Monday, June 1, 2009

Faith Balances the Extremes


Faith is belief in moderation, the opposite of extremes, the antithesis of the "one-ended stick".

It is obvious that faith can't exist without belief. Whenever Jesus encountered someone who struggled with belief, He would commonly ask, "Where is your faith"?

But notice that He also never asked, "Where is your certainty?"

Just as faith is impossible without belief, it is equally impossible without the presence of doubt.

If you are absolutely 100% certain of any belief, it can NOT be defined as faith. No one has FAITH that they are going to die. No one has faith that the sun will come up tomorrow (although it IS possible, but extremely unlikely that it will NOT come up).

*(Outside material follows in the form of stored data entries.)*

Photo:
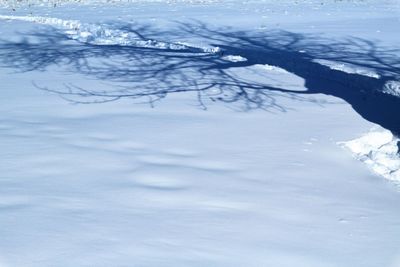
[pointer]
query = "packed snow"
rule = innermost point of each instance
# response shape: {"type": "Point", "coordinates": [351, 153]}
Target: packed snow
{"type": "Point", "coordinates": [199, 133]}
{"type": "Point", "coordinates": [380, 150]}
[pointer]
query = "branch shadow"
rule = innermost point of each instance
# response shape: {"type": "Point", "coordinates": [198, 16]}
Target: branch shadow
{"type": "Point", "coordinates": [152, 72]}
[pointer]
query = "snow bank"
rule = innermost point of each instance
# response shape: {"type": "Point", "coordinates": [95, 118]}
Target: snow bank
{"type": "Point", "coordinates": [348, 68]}
{"type": "Point", "coordinates": [392, 88]}
{"type": "Point", "coordinates": [233, 58]}
{"type": "Point", "coordinates": [379, 150]}
{"type": "Point", "coordinates": [99, 34]}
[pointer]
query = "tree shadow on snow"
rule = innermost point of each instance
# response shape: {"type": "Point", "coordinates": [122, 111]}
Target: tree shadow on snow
{"type": "Point", "coordinates": [152, 72]}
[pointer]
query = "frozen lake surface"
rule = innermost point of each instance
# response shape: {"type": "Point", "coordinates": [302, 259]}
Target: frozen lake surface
{"type": "Point", "coordinates": [200, 133]}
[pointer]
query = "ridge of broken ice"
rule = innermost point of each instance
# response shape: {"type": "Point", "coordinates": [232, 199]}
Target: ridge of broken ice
{"type": "Point", "coordinates": [98, 34]}
{"type": "Point", "coordinates": [378, 149]}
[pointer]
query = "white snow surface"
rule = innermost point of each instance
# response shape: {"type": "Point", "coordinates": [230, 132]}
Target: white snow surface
{"type": "Point", "coordinates": [189, 181]}
{"type": "Point", "coordinates": [102, 35]}
{"type": "Point", "coordinates": [348, 68]}
{"type": "Point", "coordinates": [392, 88]}
{"type": "Point", "coordinates": [379, 149]}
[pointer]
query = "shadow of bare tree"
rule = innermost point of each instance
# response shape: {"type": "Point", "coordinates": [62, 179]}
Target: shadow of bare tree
{"type": "Point", "coordinates": [152, 73]}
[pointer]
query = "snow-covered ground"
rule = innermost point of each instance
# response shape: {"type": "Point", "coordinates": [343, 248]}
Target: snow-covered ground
{"type": "Point", "coordinates": [199, 133]}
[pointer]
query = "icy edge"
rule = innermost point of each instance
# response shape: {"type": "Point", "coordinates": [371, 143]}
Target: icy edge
{"type": "Point", "coordinates": [379, 149]}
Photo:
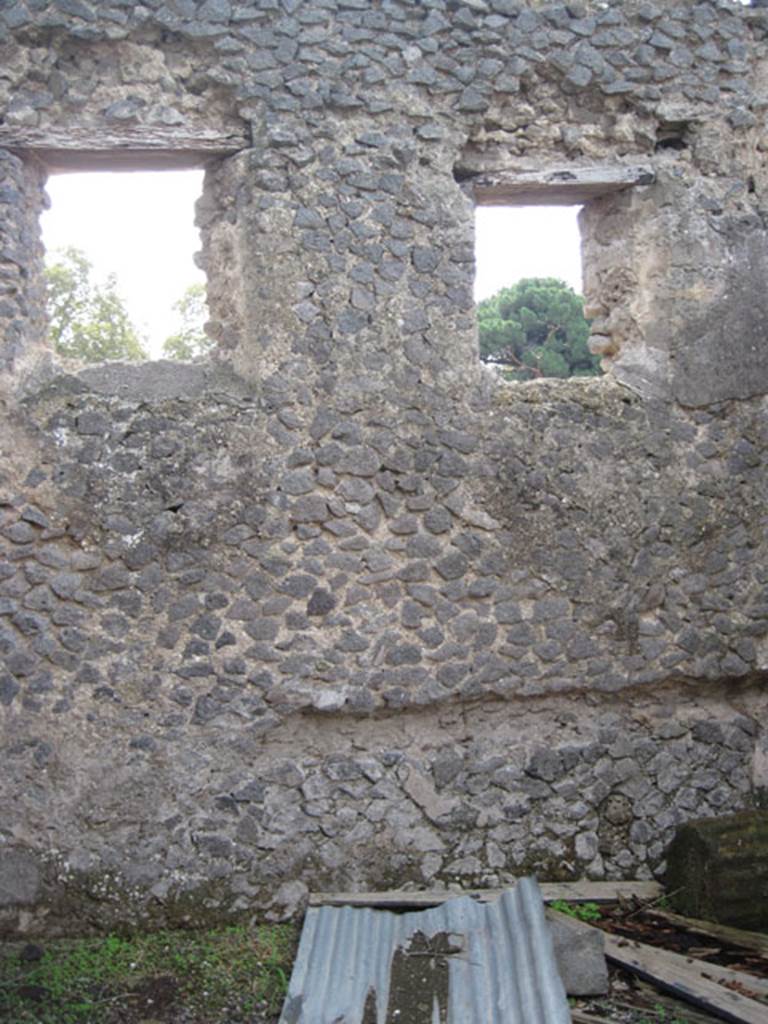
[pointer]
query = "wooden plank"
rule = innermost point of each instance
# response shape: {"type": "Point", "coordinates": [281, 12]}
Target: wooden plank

If faith is a belief that is the mean between doubt and certainty, than it appears to in the middle between two extremes.

So why is it that people of faith so often find themselves at the fringes of life?

If you do NOT have faith, then what are you left with except to believe only in that which can be proven with certainty (which is very little) or with a perpetual skepticism that leaves your mind unhinged.

"Let beliefs fade fast and frequently, if you wish institutions to remain the same. The more the life of the mind is unhinged, the more the machinery of matter will be left to itself." - G.K. Chesterton, Orthodoxy, pg 60.

Such thinking changes nothing, not even its adherent.

I once heard a local pastor say it this way: "If your faith hasn't changed you, then you need to change your faith."